Now Terrell glanced over his shoulder toward Karsh’s glass-walled office. He would have liked to get his opinion on the tip he had just received, but Karsh was in conference with Max Ryerson, his sports editor, and a professional golfer who had signed to do a series for the
Tuckerman sat down beside Terrell and dropped a huge arm over his shoulder. “When are you coming back to work for us?”
“And give up my freedom? I’m through for the day, and you’ll be pulling that car for another seven hours.”
“You work like a dog, and the column shows it.”
“You mean that?”
“Sure, I mean it. It’s good.” Tuckerman glanced down at the silent police speaker, then lit a cigarette. “About Frankie Chance. He’s strictly bush, but he’s dangerous.”
“I’m not doing a Mafia story.”
“Listen, chum, this big shining toy is going up for grabs on election day. People will get stepped on in the general crush.
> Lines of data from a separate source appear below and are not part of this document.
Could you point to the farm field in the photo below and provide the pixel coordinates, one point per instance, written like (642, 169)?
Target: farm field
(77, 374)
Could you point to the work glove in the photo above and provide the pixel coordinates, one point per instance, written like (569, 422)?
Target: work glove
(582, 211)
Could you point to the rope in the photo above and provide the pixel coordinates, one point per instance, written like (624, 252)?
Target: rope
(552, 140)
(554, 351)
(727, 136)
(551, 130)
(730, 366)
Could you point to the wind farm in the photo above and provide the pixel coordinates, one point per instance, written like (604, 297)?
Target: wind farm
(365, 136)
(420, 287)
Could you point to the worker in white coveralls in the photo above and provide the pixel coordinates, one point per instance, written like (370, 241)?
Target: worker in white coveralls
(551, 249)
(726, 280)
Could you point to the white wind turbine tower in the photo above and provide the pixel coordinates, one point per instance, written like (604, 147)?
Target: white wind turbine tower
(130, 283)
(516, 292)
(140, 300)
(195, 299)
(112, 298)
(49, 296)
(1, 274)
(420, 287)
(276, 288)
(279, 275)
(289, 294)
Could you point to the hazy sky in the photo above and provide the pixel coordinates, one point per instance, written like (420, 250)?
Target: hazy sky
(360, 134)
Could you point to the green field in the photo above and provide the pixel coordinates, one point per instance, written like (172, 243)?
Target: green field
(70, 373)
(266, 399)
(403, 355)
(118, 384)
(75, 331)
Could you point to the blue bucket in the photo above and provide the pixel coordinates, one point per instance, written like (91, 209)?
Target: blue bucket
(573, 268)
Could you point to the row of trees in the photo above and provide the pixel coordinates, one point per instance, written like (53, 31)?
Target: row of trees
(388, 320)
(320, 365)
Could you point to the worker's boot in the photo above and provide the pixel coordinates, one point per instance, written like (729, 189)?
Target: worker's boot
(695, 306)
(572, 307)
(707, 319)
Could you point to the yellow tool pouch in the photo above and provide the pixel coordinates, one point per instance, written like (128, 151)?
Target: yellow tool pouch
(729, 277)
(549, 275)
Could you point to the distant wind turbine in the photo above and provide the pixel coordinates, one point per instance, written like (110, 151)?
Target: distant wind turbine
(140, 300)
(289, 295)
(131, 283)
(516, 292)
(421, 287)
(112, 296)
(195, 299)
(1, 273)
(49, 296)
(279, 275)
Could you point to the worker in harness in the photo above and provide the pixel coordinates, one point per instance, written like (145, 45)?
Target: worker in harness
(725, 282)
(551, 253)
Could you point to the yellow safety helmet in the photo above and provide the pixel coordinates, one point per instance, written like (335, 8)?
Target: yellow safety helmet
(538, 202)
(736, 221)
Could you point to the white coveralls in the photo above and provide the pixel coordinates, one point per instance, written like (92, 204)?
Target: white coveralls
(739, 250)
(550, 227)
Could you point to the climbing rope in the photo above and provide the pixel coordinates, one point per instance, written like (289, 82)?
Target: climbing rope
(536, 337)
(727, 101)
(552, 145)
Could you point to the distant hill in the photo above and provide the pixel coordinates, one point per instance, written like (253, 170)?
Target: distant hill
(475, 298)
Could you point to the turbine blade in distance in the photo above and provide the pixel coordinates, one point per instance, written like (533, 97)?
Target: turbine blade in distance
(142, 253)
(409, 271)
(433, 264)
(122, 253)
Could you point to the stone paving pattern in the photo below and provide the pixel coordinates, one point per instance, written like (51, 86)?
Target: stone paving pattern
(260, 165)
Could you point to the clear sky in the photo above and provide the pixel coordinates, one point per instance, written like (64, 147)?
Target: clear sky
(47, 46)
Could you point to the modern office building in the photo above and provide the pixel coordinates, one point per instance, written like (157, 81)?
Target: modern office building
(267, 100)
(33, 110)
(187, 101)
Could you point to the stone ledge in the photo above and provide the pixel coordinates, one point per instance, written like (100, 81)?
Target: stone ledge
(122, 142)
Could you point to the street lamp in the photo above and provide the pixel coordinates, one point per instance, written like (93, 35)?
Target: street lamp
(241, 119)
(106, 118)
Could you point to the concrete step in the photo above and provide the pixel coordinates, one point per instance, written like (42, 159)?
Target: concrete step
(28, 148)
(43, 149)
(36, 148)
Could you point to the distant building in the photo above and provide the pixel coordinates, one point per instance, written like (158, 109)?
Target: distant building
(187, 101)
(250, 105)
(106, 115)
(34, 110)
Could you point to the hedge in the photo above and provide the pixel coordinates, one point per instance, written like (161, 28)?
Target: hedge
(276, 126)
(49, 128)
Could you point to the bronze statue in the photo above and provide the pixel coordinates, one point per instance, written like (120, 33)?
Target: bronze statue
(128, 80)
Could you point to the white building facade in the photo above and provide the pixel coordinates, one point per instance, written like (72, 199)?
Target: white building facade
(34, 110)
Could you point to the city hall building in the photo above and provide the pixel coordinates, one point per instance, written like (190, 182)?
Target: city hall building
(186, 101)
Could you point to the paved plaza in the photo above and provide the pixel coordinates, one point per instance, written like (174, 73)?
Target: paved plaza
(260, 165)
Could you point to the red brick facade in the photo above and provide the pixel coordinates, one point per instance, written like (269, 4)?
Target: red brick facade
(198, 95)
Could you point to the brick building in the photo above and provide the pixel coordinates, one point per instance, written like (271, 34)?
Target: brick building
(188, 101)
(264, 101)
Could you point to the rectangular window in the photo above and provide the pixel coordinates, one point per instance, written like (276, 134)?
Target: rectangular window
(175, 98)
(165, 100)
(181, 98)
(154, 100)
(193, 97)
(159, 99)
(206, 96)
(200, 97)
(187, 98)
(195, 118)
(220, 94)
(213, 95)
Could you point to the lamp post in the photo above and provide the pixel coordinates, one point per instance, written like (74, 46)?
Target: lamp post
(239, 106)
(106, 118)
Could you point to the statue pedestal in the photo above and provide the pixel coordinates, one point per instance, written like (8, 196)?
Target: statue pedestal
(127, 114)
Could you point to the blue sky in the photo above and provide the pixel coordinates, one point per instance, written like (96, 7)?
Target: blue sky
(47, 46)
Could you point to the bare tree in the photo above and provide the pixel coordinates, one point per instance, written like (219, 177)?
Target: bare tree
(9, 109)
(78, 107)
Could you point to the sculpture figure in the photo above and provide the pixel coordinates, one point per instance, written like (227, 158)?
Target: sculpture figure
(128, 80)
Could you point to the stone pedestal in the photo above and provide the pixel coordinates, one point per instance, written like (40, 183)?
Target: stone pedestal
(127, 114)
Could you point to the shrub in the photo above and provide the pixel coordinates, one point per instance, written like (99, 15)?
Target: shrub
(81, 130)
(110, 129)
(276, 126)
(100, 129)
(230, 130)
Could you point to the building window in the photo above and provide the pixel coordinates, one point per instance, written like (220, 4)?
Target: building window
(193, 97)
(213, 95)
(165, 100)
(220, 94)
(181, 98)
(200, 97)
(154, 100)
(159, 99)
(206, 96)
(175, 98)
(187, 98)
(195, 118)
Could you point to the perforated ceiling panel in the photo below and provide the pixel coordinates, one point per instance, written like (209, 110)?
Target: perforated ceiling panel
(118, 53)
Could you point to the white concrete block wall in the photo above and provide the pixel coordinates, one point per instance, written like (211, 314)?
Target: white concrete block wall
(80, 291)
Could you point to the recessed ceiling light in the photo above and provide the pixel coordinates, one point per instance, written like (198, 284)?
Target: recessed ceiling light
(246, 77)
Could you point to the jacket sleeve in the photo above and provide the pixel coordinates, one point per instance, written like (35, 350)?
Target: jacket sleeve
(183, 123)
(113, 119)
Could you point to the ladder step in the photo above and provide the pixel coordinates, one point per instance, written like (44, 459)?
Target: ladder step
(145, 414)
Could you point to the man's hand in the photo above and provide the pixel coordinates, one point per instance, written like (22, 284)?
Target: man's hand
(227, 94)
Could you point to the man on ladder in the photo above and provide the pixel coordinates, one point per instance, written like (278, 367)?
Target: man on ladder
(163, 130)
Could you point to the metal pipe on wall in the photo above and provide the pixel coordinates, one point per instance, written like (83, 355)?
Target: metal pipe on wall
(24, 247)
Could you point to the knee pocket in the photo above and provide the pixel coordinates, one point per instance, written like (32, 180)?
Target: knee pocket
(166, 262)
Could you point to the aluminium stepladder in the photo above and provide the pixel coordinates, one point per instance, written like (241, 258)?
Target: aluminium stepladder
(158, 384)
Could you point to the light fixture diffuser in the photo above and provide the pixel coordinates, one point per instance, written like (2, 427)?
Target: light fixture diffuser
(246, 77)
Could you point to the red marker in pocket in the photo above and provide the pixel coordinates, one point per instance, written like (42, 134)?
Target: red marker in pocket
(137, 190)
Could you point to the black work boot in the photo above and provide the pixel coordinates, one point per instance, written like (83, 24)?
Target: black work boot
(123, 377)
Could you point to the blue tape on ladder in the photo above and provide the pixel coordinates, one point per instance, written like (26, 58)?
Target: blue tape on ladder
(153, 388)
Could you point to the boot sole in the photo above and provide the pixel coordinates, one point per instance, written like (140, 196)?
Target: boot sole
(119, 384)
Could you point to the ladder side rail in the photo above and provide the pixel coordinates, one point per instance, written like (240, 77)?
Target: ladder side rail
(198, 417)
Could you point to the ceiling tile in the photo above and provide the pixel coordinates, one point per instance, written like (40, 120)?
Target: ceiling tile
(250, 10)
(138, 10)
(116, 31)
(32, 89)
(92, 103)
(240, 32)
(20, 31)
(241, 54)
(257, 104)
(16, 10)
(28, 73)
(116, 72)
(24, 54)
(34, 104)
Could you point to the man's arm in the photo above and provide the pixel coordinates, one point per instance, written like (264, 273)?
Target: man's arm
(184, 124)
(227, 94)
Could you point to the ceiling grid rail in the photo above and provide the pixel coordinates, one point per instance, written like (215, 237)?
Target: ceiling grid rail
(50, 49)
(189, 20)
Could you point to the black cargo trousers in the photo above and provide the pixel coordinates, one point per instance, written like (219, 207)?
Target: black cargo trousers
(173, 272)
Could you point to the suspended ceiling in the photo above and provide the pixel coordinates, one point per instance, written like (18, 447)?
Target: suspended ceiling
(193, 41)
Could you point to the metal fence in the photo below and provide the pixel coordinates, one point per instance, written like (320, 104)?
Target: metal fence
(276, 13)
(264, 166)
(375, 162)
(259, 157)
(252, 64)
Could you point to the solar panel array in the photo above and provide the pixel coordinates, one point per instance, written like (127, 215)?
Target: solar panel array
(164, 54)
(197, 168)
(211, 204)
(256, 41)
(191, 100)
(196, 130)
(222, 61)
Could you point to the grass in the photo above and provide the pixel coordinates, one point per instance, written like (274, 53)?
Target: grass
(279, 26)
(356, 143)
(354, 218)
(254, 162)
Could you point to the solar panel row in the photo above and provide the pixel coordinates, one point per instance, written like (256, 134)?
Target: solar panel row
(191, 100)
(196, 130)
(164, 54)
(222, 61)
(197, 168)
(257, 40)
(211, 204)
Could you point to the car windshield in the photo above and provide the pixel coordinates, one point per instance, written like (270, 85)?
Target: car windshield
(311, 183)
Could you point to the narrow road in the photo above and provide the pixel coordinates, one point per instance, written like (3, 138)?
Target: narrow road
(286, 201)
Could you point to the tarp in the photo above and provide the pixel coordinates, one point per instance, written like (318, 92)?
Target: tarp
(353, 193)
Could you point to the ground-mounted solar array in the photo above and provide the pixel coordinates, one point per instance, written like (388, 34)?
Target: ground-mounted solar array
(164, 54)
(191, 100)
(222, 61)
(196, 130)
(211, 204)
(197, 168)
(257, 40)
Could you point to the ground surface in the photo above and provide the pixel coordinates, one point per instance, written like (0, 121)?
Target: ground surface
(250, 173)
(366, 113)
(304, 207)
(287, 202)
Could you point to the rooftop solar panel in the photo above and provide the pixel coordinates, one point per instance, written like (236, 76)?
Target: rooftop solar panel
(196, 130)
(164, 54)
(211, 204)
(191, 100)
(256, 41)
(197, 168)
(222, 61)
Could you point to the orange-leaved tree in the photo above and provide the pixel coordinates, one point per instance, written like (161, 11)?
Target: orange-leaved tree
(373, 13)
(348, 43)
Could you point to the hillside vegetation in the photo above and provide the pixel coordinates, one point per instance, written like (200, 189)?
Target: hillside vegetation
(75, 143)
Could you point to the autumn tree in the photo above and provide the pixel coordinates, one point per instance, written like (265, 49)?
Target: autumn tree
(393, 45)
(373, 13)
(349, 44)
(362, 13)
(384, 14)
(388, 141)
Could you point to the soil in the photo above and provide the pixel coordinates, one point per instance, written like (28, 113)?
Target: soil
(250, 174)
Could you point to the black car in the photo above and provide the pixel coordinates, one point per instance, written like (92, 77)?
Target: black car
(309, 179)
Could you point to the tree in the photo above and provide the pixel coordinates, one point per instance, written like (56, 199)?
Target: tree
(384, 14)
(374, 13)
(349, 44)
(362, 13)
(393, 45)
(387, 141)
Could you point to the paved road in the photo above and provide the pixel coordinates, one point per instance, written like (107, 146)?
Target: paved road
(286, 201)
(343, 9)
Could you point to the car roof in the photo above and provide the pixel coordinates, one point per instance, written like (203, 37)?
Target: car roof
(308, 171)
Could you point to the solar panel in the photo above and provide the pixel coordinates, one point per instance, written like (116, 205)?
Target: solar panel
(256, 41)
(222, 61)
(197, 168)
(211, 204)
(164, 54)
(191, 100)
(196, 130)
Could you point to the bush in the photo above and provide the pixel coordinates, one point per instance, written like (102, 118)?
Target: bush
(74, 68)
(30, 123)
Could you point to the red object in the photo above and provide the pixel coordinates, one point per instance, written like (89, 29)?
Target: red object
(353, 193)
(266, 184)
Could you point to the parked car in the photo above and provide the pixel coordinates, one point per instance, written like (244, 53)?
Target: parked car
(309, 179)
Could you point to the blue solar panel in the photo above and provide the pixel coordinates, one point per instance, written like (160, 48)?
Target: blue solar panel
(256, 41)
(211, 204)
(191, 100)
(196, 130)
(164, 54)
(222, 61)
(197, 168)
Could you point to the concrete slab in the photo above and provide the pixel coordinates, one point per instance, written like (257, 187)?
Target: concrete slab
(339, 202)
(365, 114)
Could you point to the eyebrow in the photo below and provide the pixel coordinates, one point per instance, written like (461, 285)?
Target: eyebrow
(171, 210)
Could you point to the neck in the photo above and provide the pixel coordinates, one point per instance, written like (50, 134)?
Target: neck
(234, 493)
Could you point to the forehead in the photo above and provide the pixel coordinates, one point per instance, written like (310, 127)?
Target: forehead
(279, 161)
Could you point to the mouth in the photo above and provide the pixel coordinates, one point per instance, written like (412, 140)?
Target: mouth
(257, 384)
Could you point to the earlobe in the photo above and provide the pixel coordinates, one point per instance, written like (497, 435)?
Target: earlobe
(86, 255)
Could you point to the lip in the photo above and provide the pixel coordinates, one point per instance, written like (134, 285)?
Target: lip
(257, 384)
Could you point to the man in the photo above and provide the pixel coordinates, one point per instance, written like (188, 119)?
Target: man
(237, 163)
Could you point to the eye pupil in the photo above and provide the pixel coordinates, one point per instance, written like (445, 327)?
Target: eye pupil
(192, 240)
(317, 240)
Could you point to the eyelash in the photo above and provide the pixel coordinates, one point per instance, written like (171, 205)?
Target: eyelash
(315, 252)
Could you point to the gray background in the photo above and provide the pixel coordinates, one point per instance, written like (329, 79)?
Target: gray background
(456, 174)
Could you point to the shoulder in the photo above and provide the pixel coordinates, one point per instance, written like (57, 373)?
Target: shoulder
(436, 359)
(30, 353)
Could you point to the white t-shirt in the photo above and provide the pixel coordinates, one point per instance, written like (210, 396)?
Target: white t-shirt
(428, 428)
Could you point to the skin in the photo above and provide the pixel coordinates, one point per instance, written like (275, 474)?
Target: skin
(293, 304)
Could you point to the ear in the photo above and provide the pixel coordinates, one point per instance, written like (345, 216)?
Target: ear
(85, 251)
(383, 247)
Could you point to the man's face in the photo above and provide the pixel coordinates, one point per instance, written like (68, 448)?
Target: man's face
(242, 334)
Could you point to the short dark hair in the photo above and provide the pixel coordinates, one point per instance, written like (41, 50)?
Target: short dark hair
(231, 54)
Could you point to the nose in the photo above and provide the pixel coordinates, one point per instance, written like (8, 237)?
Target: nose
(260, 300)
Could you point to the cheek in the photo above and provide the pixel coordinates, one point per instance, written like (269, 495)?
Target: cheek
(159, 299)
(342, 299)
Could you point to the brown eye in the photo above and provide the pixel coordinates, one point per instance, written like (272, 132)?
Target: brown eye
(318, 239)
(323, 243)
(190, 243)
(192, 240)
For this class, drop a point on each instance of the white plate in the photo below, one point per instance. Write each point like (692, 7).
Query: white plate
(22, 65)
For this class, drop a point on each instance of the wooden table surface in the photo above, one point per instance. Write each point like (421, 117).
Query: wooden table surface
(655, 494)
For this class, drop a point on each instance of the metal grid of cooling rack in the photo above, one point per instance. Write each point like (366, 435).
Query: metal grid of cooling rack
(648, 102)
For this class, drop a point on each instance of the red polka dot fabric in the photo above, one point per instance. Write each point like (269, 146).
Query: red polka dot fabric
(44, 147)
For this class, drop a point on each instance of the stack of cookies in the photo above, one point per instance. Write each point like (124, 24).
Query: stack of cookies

Make sure you’re on the sidelines.”
“If I need a bodyguard, I’ll yell.”
“Good boy.” Tuckerman winked comically at him, then lumbered back to his chair beside the police speaker.
Terrell picked up his hat and coat, left word at the switchboard that he was going out, and then cabbed across town to the Vanderbilt Hotel, where Caldwell had installed his campaign headquarters. There was something symbolic in this choice, Terrell thought. The Vanderbilt was uncompromisingly plain, innocent of chromium plate or neon signs, an old-fashioned place, true to an honest and straightforward tradition. The city itself had been that way too, decades ago, solid and sturdy, consistent with the characters of the sea captains and merchants who had built her into one of the nation’s major ports. But the city and the old Vanderbilt had damn little in common at the moment, Terrell thought.